Larkin, who retired after the 2004 season with a .295 career average, 2,340 hits, 1,329 runs scored and 379 stolen bases, starred during the Steroids Era, which has cast a long shadow over the selection process for the Hall of Fame. Larkin received 51.6 percent of the vote in 2010, his first year on the Hall of Fame ballot, 62.1 percent in 2011, and he made the grade this year with 495 votes (86.4%).
“It was a great run. I was really happy how I was able to stay there (in Cincinnati),” Larkin said. “I thought about being good; I thought about being an All-Star, thought about all that kind of stuff, but I never thought about the Hall of Fame.”
Santo did – and often. And he wasn’t alone.
When former Cubs great Ryne Sandberg was inducted into the Hall of Fame in 2005, he ended his speech with this: “I know there are a lot of Cub fans here today. I feel like every Cub fan in the world is here with me today. And by the way, for what it’s worth, Ron Santo just gained one more vote from the Veterans Committee.”
Unfortunately, Santo didn’t live to experience what will be a special day for his family.
Plagued by health problems, Santo died Dec. 3, 2010, at the age of 70. His long battle with diabetes cost him both legs below the knees, but he ultimately died of complications from bladder cancer.
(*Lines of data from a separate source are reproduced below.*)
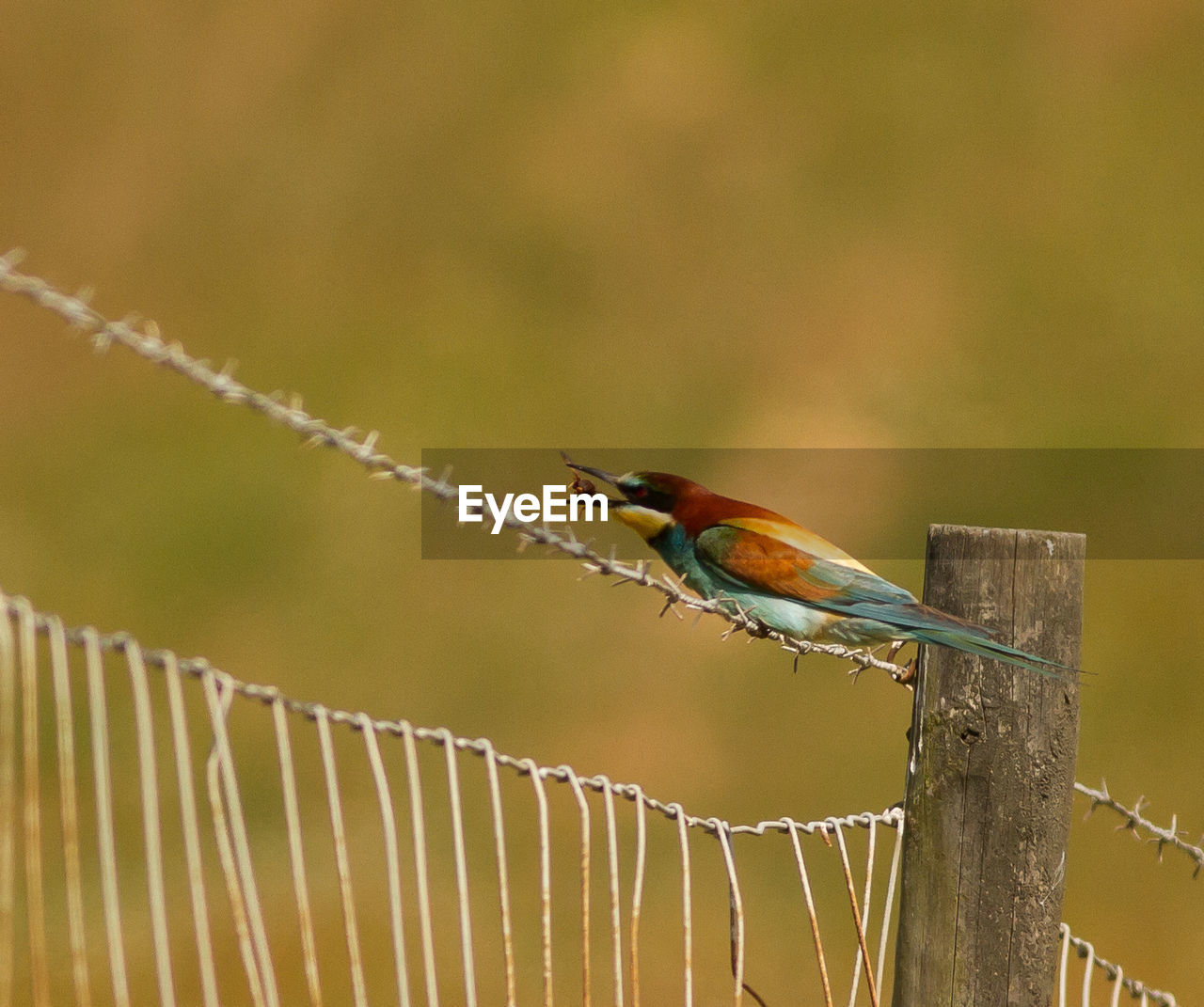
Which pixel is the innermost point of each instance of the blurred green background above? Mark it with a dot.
(674, 227)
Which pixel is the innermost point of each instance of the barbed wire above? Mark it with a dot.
(227, 687)
(271, 696)
(1134, 821)
(1085, 950)
(142, 337)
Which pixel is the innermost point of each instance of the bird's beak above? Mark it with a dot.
(606, 477)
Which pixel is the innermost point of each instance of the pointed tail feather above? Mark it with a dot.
(961, 639)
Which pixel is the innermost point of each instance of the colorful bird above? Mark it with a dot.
(783, 575)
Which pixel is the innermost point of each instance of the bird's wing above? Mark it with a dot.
(804, 567)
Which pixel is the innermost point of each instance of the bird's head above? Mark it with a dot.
(649, 498)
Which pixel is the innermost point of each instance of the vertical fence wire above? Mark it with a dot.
(8, 805)
(722, 834)
(503, 877)
(863, 916)
(224, 842)
(150, 822)
(192, 833)
(461, 869)
(296, 850)
(244, 877)
(342, 860)
(611, 850)
(35, 903)
(391, 857)
(541, 796)
(418, 826)
(105, 838)
(687, 907)
(637, 894)
(804, 880)
(72, 873)
(856, 917)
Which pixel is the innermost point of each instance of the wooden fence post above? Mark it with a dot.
(990, 776)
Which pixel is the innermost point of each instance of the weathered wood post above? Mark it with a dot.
(990, 776)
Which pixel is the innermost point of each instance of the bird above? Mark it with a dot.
(785, 576)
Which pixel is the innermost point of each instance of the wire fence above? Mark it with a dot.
(86, 839)
(252, 873)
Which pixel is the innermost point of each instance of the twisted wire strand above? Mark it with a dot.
(143, 338)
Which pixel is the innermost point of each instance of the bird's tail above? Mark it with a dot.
(963, 637)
“It was unfortunate that he didn’t receive that award while he was living, and he so much warranted it,” said former Cubs star Billy Williams, elected to the Hall in 1987. “He won’t get the enjoyment (he would have if) he were living and walked up to that podium and received that award.”
A member of the Chicago Cubs organization for the better part of five decades as a player (1960-74) and broadcaster (1990-2010), Santo was selected by the Veterans Committee exactly one year after his death.
“It was always his dream. It was always so important to Ron,” his widow, Vicki, said. “It’s been such a long time coming. It’s been so important to all of Chicago, Ron’s fans in Chicago. We feel that he was meant to be there. I can see him sitting on the sofa here as we did many, many times, and he would just be pumping his fist in the air saying, ‘Yes! Yes!’”
In 15 major league seasons, Santo compiled a .277 batting average, had 2,254 hits, 1,331 RBIs and 365 doubles in 2,243 games. He also was a tireless fundraiser for juvenile diabetes, raising more than $50 million.
As a broadcaster, Santo was known for unabashedly rooting for the Cubs, a trait that endeared him to fans who never saw him play.
Santo fought serious medical problems after he retired as a player. He underwent surgery on his eyes, heart and bladder after doctors discovered cancer. He also had surgery more than a dozen times on his legs before they were amputated below the knees – the right one in 2001 and the left a year later.
Working Cubs games on radio was an elixir of sorts for Santo. He could find comfort at the ballpark and a respite from his many health ailments. He even said once that he thought his association with the team probably prolonged his life.
Vicki Santo will speak on behalf of her late husband, and her message will be akin to the one that has endeared the late Jim Valvano, the former North Carolina State basketball coach, to millions of people fighting cancer: “To never give up,” Vicki Santo said.
“To have this come to him after his passing, it just shows you can’t give up, and that’s what Ron was all about.”
AP Sports Writers Andrew Seligman in Chicago and Joe Kay in Cincinnati contributed to this report.